Indian music is known for its complex use of microtones. But for notation and explanation, we divide an octave into 12 semitones. We use a movable scale, which means that your octave can start anywhere you like. Your starting point is the root of your octave, all the other notes are defined in relation to the root. Each of the 12 notes in the octave has a unique identity, given by S, r, R, g, G, m, M, P, d, D, n, N. Keyboard instruments make it very easy to visualize music, so if you have access to one, do make use of it. Pick any key on the keyboard as your root. Then play 12 consecutive keys in ascending order including both blacks and whites. The chromatic scale is not very pleasant to listen to, but it is a good way to learn all the notes in an octave.
The "Notation ID" column gives you the names of the notes as they are used in musical notation. With the exception of sa and pa, all the other notes (re, ga, ma, dha and ni) have two notation IDs each, one denoted by a small letter and one by a capital letter to distinguish between the two versions. Notice that the final sa in Table 1 is notated S', with an apostrophe after it. Notes in octaves below or above your basic octave are notated with apostrophes before or after them to show which octave they belong to. Here are a couple of ways to notate the keyboard, using C or A♭ as the keynote.

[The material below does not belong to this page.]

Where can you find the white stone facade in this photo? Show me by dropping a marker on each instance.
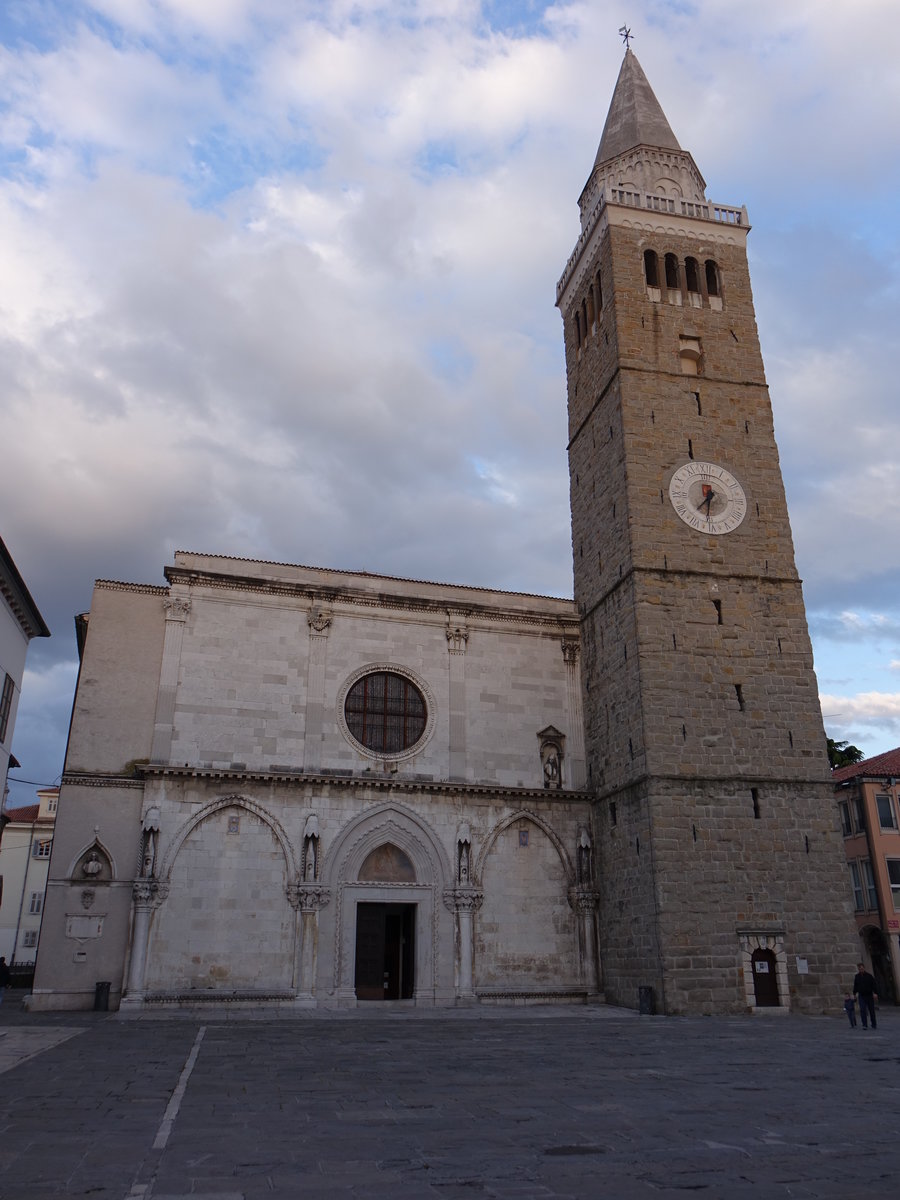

In the video below, Pt. Venkatesh Kumar sings in sargam between 9:10 to 11:15 or so.
Pt. Venkatesh Kumar
The Basic Seven-Note Scale
The chromatic scale comprises twelve notes separated by uniform (or nearly uniform; Indian music is based on natural temperament) intervals, but it is much easier to create pleasing melodies by combining notes separated by non-uniform intervals. Since ragas are so central to Indian classical music, we are always on the lookout for note combinations that offer significant melodic potential. We know of about 500 ragas in the Hindustani tradition now. Sometimes ragas fade out as they lose popularity and people stop singing or learning them, sometimes new ragas are born out of new encounters or mixing existing ragas to come up with surprising new melodies. A number of ragas have been derived from folk tunes sung in various parts of India. So long as a scale is versatile enough to be developed into a full-fledged raga, artists are happy to play with it and see where it takes them, and if the new raga stands the test of time, it may eventually receive a place of honor alongside the other classical ragas.
But one must begin somewhere, and all new students of Hindustani classical music begin by learning the all-natural (all shuddha) seven-note scale comprising S R G m P D N.